Liu Tianci, Shi Zelin, Liu Yunpeng
Shenyang Institute of Automation, Chinese Academy of Sciences, Shenyang 110016, China; Institutes for Robotics and Intelligent Manufacturing, Chinese Academy of Sciences, Shenyang 110169, China; University of Chinese Academy of Sciences, Beijing 100049, China; Key Laboratory of Opto-Electronic Information Processing, Chinese Academy of Sciences, Shenyang 110016, China; and Key Lab of Image Understanding and Computer Vision, Liaoning Province, Shenyang 110016, China
Shenyang Institute of Automation, Chinese Academy of Sciences, Shenyang 110016, China; Institutes for Robotics and Intelligent Manufacturing, Chinese Academy of Sciences, Shenyang 110169, China; Key Laboratory of Opto-Electronic Information Processing, Chinese Academy of Sciences, Shenyang 110016, China; and Key Lab of Image Understanding and Computer Vision, Liaoning Province, Shenyang 110016, China
Neural Comput. 2019 Jan;31(1):156-175. doi: 10.1162/neco_a_01148. Epub 2018 Nov 21.

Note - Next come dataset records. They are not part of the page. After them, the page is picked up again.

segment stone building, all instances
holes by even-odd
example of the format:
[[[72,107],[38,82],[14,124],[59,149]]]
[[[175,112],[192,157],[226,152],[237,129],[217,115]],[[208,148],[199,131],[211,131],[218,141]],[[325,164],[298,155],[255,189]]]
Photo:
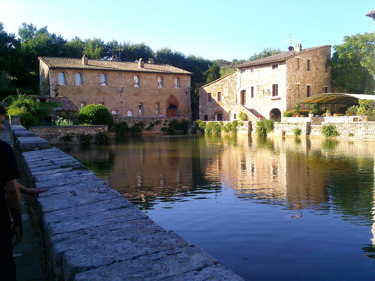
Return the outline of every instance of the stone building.
[[[279,120],[298,101],[331,91],[330,57],[329,45],[303,49],[297,44],[295,50],[237,65],[200,89],[200,118],[230,121],[242,112],[250,121]]]
[[[191,116],[190,75],[168,64],[41,57],[40,93],[64,96],[78,108],[104,105],[129,116]]]

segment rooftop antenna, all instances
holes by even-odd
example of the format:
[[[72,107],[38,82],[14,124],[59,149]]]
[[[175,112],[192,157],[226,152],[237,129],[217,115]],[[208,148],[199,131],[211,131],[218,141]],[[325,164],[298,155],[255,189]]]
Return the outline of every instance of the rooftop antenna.
[[[285,37],[286,38],[289,38],[287,40],[285,40],[285,41],[282,41],[282,42],[289,42],[289,45],[291,45],[292,43],[294,42],[298,42],[299,41],[301,41],[299,39],[296,39],[295,36],[296,35],[294,35],[292,34],[289,34],[289,33],[285,34]]]
[[[122,49],[116,49],[113,51],[118,51],[118,60],[121,60],[121,54],[120,53],[120,51],[122,51],[123,50],[124,50],[125,48],[122,48]]]
[[[296,39],[296,37],[294,37],[296,35],[292,34],[289,34],[289,33],[285,34],[285,37],[286,38],[289,38],[289,39],[282,42],[289,42],[289,47],[288,48],[288,49],[289,51],[293,51],[294,49],[294,48],[292,46],[292,43],[294,42],[298,42],[299,41],[301,41],[299,39]]]

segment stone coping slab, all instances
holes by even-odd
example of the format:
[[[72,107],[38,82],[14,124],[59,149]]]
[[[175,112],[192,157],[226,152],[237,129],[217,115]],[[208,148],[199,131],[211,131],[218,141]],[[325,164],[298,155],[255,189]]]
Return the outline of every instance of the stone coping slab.
[[[74,280],[154,281],[200,271],[216,264],[220,262],[212,256],[198,246],[190,245],[79,273]]]
[[[63,254],[67,251],[113,243],[142,234],[165,232],[152,220],[145,218],[58,234],[51,238],[52,247],[48,257],[54,263],[58,277],[62,279]]]
[[[173,232],[144,233],[116,243],[104,244],[65,252],[63,256],[65,280],[72,280],[78,273],[130,259],[188,245]]]
[[[38,198],[41,214],[119,198],[121,195],[109,186],[104,184],[88,187],[87,189],[71,190]]]
[[[39,137],[19,137],[17,143],[21,150],[30,150],[35,148],[46,148],[50,145],[48,141]]]

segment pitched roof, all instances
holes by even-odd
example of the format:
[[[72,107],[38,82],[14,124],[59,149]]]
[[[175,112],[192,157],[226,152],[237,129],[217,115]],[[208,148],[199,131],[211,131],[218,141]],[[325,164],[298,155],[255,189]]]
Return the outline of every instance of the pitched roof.
[[[156,64],[145,63],[144,67],[138,67],[137,63],[129,61],[88,60],[87,65],[82,64],[81,58],[58,58],[52,57],[39,57],[49,67],[71,69],[92,69],[117,71],[131,71],[157,73],[168,73],[178,74],[191,74],[186,71],[169,64]]]
[[[241,64],[238,64],[237,65],[235,66],[234,67],[237,68],[238,67],[250,65],[250,64],[255,64],[257,63],[268,63],[268,62],[273,61],[276,60],[284,60],[289,57],[301,54],[301,53],[308,52],[309,51],[314,50],[316,49],[319,49],[319,48],[322,48],[323,47],[327,47],[328,46],[330,47],[330,45],[324,45],[323,46],[318,46],[317,47],[311,47],[309,48],[303,49],[302,51],[298,52],[297,52],[296,50],[293,50],[293,51],[288,51],[286,52],[284,52],[282,53],[280,53],[280,54],[276,54],[276,55],[271,55],[269,57],[262,58],[259,58],[258,60],[255,60],[249,61],[247,63],[242,63]]]
[[[61,103],[62,105],[59,107],[54,108],[54,111],[78,111],[78,108],[73,102],[66,97],[50,97],[49,96],[37,96],[38,99],[48,99],[54,102]]]

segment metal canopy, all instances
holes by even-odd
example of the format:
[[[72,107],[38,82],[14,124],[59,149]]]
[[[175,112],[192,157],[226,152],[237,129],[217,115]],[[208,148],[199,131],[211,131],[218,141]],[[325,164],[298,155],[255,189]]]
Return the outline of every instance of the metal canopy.
[[[357,100],[373,100],[375,95],[360,94],[341,94],[339,93],[327,93],[312,96],[301,100],[299,103],[353,103]]]

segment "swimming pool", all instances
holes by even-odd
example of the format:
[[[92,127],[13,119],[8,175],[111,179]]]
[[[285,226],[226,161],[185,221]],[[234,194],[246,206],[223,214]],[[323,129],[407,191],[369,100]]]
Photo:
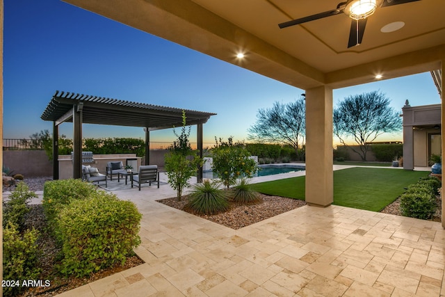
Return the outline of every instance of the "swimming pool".
[[[258,172],[255,173],[254,177],[264,177],[280,173],[295,172],[305,170],[304,165],[293,164],[262,164],[259,165],[258,168]],[[203,178],[207,179],[218,178],[216,174],[213,173],[213,171],[204,172],[202,172],[202,175]]]

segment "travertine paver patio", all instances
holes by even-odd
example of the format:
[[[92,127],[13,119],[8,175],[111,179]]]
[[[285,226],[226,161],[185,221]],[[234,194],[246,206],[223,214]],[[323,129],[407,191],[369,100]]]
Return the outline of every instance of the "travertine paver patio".
[[[165,185],[115,193],[143,214],[145,264],[60,296],[445,296],[439,223],[305,206],[234,230],[155,202]]]

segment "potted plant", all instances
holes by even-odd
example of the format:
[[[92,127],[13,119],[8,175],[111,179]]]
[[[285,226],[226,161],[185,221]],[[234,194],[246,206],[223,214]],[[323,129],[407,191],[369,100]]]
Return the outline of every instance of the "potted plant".
[[[432,163],[431,171],[435,175],[442,173],[442,156],[439,154],[432,154],[430,162]]]
[[[127,165],[127,166],[125,166],[125,169],[127,170],[127,172],[131,172],[131,170],[133,169],[133,166],[131,166],[131,165]]]

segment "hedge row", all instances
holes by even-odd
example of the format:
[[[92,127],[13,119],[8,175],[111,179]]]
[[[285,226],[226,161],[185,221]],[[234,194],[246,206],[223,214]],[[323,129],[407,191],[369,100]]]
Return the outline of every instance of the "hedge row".
[[[141,214],[132,202],[79,179],[45,183],[42,202],[62,246],[60,271],[83,277],[124,263],[140,243]]]
[[[432,218],[437,205],[436,195],[442,183],[436,177],[427,177],[408,186],[400,195],[400,210],[405,216],[427,220]]]

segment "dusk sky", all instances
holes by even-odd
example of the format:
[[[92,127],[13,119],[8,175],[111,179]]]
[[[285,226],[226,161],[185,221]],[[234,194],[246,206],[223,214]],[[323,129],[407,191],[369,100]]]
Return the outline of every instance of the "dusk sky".
[[[52,122],[40,115],[56,90],[217,113],[215,136],[247,141],[259,109],[301,98],[304,90],[229,64],[58,0],[4,0],[3,138],[22,138]],[[334,90],[334,104],[380,90],[400,111],[440,103],[429,72]],[[72,124],[60,133],[72,138]],[[84,125],[83,137],[144,138],[141,128]],[[152,141],[175,138],[152,132]],[[191,140],[195,139],[192,129]],[[380,141],[402,141],[401,134]],[[337,143],[336,139],[334,143]]]

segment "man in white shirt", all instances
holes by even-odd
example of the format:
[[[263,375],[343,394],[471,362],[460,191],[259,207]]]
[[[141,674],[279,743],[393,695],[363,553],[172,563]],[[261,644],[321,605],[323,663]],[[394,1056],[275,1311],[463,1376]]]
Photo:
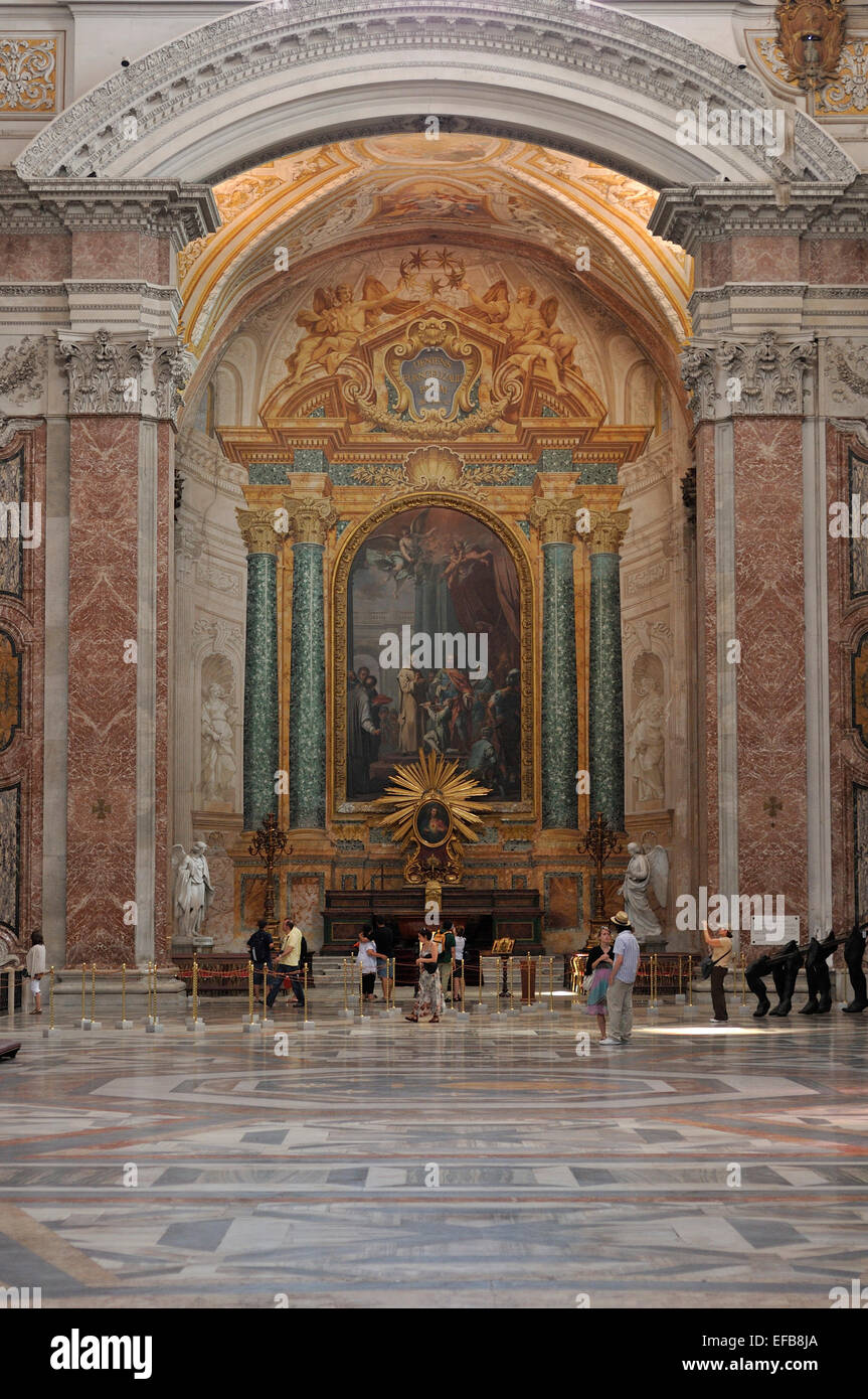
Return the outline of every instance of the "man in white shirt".
[[[305,1004],[305,992],[301,978],[302,960],[302,930],[296,928],[291,918],[284,919],[284,940],[277,954],[277,975],[273,978],[268,992],[268,1007],[277,1000],[277,993],[284,985],[284,977],[292,978],[292,990],[298,1006]],[[267,974],[266,974],[267,975]]]
[[[45,975],[45,944],[42,933],[31,933],[31,947],[27,954],[27,974],[31,978],[34,1009],[31,1016],[42,1014],[42,977]]]
[[[612,914],[609,928],[618,936],[612,947],[612,975],[605,995],[609,1032],[600,1044],[625,1045],[633,1030],[633,982],[639,971],[639,943],[623,909]]]

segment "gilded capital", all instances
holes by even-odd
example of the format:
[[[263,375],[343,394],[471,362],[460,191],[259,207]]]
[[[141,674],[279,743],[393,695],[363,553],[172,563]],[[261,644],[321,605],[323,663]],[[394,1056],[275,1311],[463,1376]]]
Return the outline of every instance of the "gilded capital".
[[[321,495],[285,495],[288,533],[295,544],[324,544],[337,525],[337,511]]]
[[[580,501],[574,499],[535,499],[530,508],[530,522],[540,530],[542,544],[574,544],[576,543],[576,511]]]
[[[588,544],[591,554],[618,554],[630,523],[630,511],[591,511]]]
[[[249,554],[277,554],[281,539],[274,527],[274,511],[245,511],[236,506],[235,515]]]

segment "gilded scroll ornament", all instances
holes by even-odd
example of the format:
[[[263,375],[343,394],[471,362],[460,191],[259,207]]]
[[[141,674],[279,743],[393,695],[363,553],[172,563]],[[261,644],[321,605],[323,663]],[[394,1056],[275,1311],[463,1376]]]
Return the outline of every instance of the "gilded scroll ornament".
[[[53,112],[57,39],[0,39],[0,112]]]
[[[482,814],[491,811],[479,797],[488,795],[488,788],[475,778],[458,772],[457,758],[419,748],[417,762],[396,767],[391,786],[373,806],[390,810],[379,825],[390,830],[391,839],[404,851],[408,884],[461,880],[463,845],[478,841]]]

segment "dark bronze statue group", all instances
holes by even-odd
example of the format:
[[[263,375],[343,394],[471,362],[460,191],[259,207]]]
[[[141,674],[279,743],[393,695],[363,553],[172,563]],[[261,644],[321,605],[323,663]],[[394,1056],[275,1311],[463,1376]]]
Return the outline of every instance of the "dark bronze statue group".
[[[752,963],[745,971],[745,981],[756,996],[755,1020],[763,1016],[788,1016],[793,1009],[793,993],[795,978],[801,967],[808,978],[808,1000],[801,1007],[801,1016],[825,1016],[832,1010],[832,982],[829,978],[829,963],[826,958],[836,947],[844,949],[844,963],[853,986],[853,1000],[844,1006],[844,1013],[855,1016],[868,1007],[865,995],[865,972],[862,971],[862,956],[865,953],[865,937],[868,936],[868,919],[858,923],[848,933],[837,936],[827,933],[822,940],[812,937],[806,947],[800,947],[797,942],[788,942],[773,956],[763,956]],[[777,992],[777,1006],[772,1006],[766,990],[765,979],[772,975],[774,990]]]

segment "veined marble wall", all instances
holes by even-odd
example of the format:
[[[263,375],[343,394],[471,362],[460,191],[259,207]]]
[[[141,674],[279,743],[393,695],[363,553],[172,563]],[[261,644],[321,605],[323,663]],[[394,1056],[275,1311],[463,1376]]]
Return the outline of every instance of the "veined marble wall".
[[[238,949],[225,846],[242,828],[243,806],[247,554],[235,519],[243,473],[204,431],[204,413],[190,417],[197,425],[185,428],[175,457],[183,490],[175,523],[173,839],[187,851],[207,842],[215,888],[207,930],[217,951],[229,951]]]
[[[622,508],[632,511],[621,551],[623,645],[625,824],[643,844],[670,855],[664,926],[697,869],[696,792],[688,736],[695,730],[693,537],[681,494],[690,452],[679,413],[663,385],[654,395],[644,362],[626,379],[642,393],[657,431],[646,453],[622,469]],[[654,399],[657,402],[654,403]],[[693,950],[690,935],[670,933],[670,950]]]

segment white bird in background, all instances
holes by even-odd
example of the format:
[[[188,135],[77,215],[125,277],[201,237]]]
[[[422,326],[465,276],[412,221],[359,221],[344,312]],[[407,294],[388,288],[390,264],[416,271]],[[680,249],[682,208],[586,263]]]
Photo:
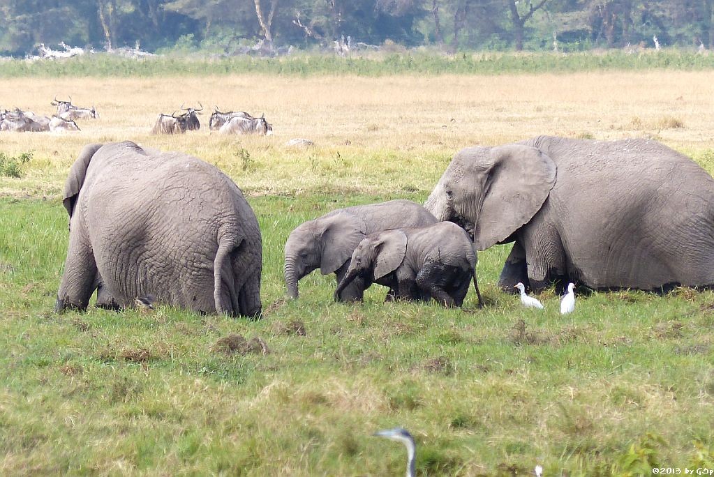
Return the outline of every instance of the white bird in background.
[[[513,288],[518,288],[521,290],[521,302],[523,304],[524,307],[526,308],[540,308],[543,309],[543,304],[540,302],[533,297],[526,294],[526,287],[523,286],[523,283],[520,282],[516,283]]]
[[[568,284],[568,293],[560,300],[560,314],[567,314],[575,309],[575,284]]]
[[[396,427],[388,431],[380,431],[374,433],[375,436],[386,437],[393,441],[398,441],[406,446],[407,463],[406,463],[406,477],[416,477],[416,444],[411,434],[404,429]]]

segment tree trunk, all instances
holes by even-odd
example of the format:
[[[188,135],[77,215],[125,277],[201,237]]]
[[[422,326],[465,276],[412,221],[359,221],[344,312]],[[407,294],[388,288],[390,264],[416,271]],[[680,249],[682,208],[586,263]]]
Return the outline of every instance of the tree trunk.
[[[458,51],[458,33],[463,28],[468,13],[468,4],[460,5],[453,12],[453,39],[451,41],[451,48],[454,53]]]
[[[273,17],[275,16],[275,10],[278,6],[278,0],[271,0],[270,12],[268,14],[268,18],[266,19],[263,13],[263,10],[261,9],[261,0],[253,0],[256,4],[256,15],[258,16],[258,22],[263,30],[263,38],[265,39],[266,43],[267,43],[266,46],[271,51],[275,51],[273,46],[273,33],[271,31],[271,27],[273,25]]]
[[[709,14],[709,45],[710,48],[714,48],[714,1],[707,1],[707,9]]]
[[[111,26],[111,6],[105,5],[104,2],[99,2],[97,13],[99,15],[99,21],[101,23],[101,29],[104,31],[104,39],[106,41],[107,49],[111,50],[114,47],[114,32]]]
[[[441,34],[441,22],[439,20],[439,4],[438,0],[431,3],[431,14],[434,16],[434,39],[439,46],[444,44],[444,37]]]
[[[516,51],[523,51],[523,24],[518,21],[514,22],[513,29],[516,33]]]
[[[548,0],[540,0],[536,6],[530,4],[531,9],[523,16],[518,14],[516,0],[508,0],[508,8],[511,10],[511,23],[513,26],[513,34],[516,35],[516,49],[522,51],[523,49],[523,40],[525,37],[526,22],[531,19],[533,14],[540,10],[545,4]]]

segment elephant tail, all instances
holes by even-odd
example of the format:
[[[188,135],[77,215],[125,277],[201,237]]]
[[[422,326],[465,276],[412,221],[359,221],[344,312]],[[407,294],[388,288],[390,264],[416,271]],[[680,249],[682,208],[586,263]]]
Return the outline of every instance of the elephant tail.
[[[218,314],[238,313],[238,294],[231,265],[231,253],[236,248],[231,240],[218,241],[218,250],[213,260],[213,301]],[[226,297],[229,299],[226,300]]]
[[[476,280],[476,269],[474,267],[472,274],[473,277],[473,288],[476,290],[476,296],[478,297],[478,307],[483,307],[483,298],[481,297],[481,292],[478,289],[478,282]]]

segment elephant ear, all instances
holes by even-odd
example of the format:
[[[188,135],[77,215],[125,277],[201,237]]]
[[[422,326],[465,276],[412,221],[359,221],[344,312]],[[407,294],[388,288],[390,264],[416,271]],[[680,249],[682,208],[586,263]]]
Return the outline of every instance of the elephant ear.
[[[520,144],[492,148],[485,195],[473,232],[479,250],[507,239],[540,209],[555,183],[555,163]]]
[[[103,145],[104,144],[89,144],[84,146],[82,152],[79,153],[79,157],[69,170],[69,175],[64,182],[64,192],[62,193],[62,204],[67,210],[69,217],[72,216],[72,212],[74,210],[74,204],[77,201],[79,190],[84,183],[84,176],[86,175],[87,168],[89,167],[91,158]]]
[[[320,272],[333,273],[350,260],[357,245],[367,236],[367,224],[347,212],[325,217],[326,226],[318,240],[322,243]]]
[[[375,245],[378,250],[374,260],[374,279],[379,279],[396,270],[404,261],[406,234],[401,230],[381,232]]]

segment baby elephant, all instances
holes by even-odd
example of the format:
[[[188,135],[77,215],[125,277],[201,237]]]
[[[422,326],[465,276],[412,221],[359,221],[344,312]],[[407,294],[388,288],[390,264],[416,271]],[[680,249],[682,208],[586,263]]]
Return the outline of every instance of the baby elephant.
[[[476,267],[473,243],[466,232],[453,222],[377,232],[355,249],[335,299],[361,277],[366,286],[373,282],[394,290],[394,297],[387,295],[387,299],[428,301],[433,297],[446,307],[461,307],[473,277],[481,308],[483,299]]]

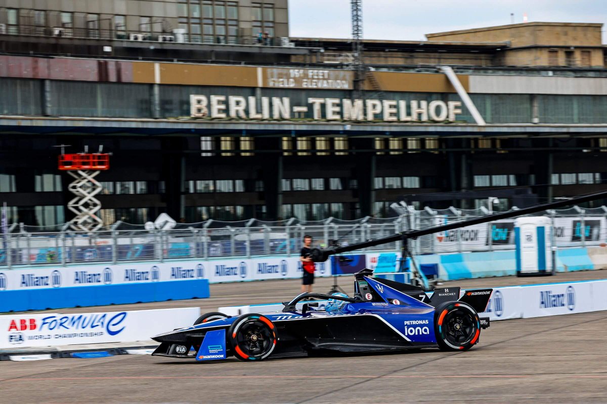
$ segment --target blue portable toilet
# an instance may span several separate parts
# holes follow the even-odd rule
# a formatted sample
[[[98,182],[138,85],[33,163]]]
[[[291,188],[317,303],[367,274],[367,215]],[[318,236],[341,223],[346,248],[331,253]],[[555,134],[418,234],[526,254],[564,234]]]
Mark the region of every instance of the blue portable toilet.
[[[552,274],[551,225],[545,216],[514,221],[517,276]]]

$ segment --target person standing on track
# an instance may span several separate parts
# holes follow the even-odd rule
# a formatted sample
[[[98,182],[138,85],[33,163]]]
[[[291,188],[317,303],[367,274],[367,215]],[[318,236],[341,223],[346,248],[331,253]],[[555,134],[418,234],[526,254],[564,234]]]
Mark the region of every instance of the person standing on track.
[[[302,262],[304,274],[302,278],[302,293],[311,293],[314,283],[314,271],[316,269],[312,260],[312,236],[306,234],[304,236],[304,248],[299,254],[299,260]]]

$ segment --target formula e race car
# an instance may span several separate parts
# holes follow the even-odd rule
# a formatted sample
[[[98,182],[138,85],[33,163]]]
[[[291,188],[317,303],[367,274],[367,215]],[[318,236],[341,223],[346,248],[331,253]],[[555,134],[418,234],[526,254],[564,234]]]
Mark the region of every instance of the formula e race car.
[[[489,326],[489,318],[478,313],[492,289],[466,291],[460,297],[459,288],[441,288],[429,297],[419,286],[372,274],[368,269],[354,274],[353,297],[302,293],[279,312],[207,313],[192,326],[154,337],[160,345],[152,355],[248,361],[429,348],[465,351]]]

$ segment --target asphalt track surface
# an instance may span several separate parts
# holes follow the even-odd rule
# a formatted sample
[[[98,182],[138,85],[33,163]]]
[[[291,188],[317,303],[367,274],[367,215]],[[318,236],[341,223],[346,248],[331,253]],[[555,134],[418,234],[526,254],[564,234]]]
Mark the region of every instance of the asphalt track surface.
[[[607,278],[607,271],[449,282],[464,287]],[[211,286],[208,299],[70,311],[287,300],[297,281]],[[325,291],[330,280],[319,282]],[[344,288],[350,280],[340,278]],[[348,288],[345,285],[348,285]],[[62,310],[61,311],[68,311]],[[197,363],[143,355],[0,362],[0,403],[607,403],[607,311],[495,322],[464,353]]]

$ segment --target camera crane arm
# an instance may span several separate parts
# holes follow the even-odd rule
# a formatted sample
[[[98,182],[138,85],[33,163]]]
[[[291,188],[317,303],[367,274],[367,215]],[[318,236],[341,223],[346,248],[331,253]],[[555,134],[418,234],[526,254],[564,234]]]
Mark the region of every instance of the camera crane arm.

Modeling videos and image sets by linear subspaces has achieved great success in various visual recognition tasks. However, subspaces constructed from visual data are always notoriously embedded in a high-dimensional ambient space, which limits the applicability of existing techniques. This letter explores the possibility of proposing a geometry-aware framework for constructing lower-dimensional subspaces with maximum discriminative power from high-dimensional subspaces in the supervised scenario. In particular, we make use of Riemannian geometry and optimization techniques on matrix manifolds to learn an orthogonal projection, which shows that the learning process can be formulated as an unconstrained optimization problem on a Grassmann manifold. With this natural geometry, any metric on the Grassmann manifold can theoretically be used in our model. Experimental evaluations on several data sets show that our approach results in significantly higher accuracy than other state-of-the-art algorithms.
通过线性子空间对视频和图像集进行建模在各种视觉识别任务中取得了巨大成功。然而,从视觉数据构建的子空间总是深陷于高维环境空间中,这限制了现有技术的适用性。本文探讨了在监督场景下,提出一种几何感知框架的可能性,该框架用于从高维子空间构建具有最大判别力的低维子空间。具体而言,我们利用黎曼几何和矩阵流形上的优化技术来学习正交投影,这表明学习过程可以被表述为格拉斯曼流形上的无约束优化问题。基于这种自然几何,格拉斯曼流形上的任何度量理论上都可用于我们的模型。在多个数据集上的实验评估表明,我们的方法比其他现有最先进算法具有显著更高的准确率。